I mean, that’s better!

Better still:
“Hey, you’re flirting upset me.”

Even better:
“This guy is flirting. It’s freaking me out. Maybe I should break up with him, then go to therapy to figure out why flirting is such a problem for me, learn that I don’t control my partners and/or find a boyfriend who doesn’t do that. First, I’m going to sleep on it.”
Anonymous
Anonymous wrote:OP here. He was definitely flirting. In terms of not icing out, what would have been a better way to handle this? “Hey. Your flirting tonight upset me. I’m gonna take a few days to myself. I’ll reach out on Monday.” Something like that?


If you've actually had a talk about it by now just give him another chance and if he does it again then you know where you stand. He's not that into you doesn't care about your feelings. But it shouldn't take days to get past it. Maybe that's just part of his personality, but now he's on notice so see how he responds.
Anonymous
If he flirted, time to leave. If it wasn't a big deal, why the silent treatment.
I bet he was just being social and you overreacted. He may break up with you.
Anonymous
Silent treatment for two days is in no way ok.
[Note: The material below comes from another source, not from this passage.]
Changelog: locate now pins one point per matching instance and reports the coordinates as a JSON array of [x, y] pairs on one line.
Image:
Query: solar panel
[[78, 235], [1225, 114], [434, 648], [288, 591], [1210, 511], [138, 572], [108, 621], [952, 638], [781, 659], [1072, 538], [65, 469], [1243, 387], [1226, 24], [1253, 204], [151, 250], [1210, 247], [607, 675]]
As to whether his behavior at the party was ok, hard to say without seeing what you mean by flirting-you must know people means all kinds of things by “flirting” from overt sexual banter to laughing at someone’s jokes “too long.”

I have to say, though, your post is giving me gender reversed vibes of the classic “man is insanely jealous, frequently accuses gf of cheating, controls her by a combination of anger and emotional withdrawal after ‘infractions.’ “



Anonymous
You seem very insecure and immature. Huge red flag for attracting red flags. I think you need to work on yourself before getting into a relationship.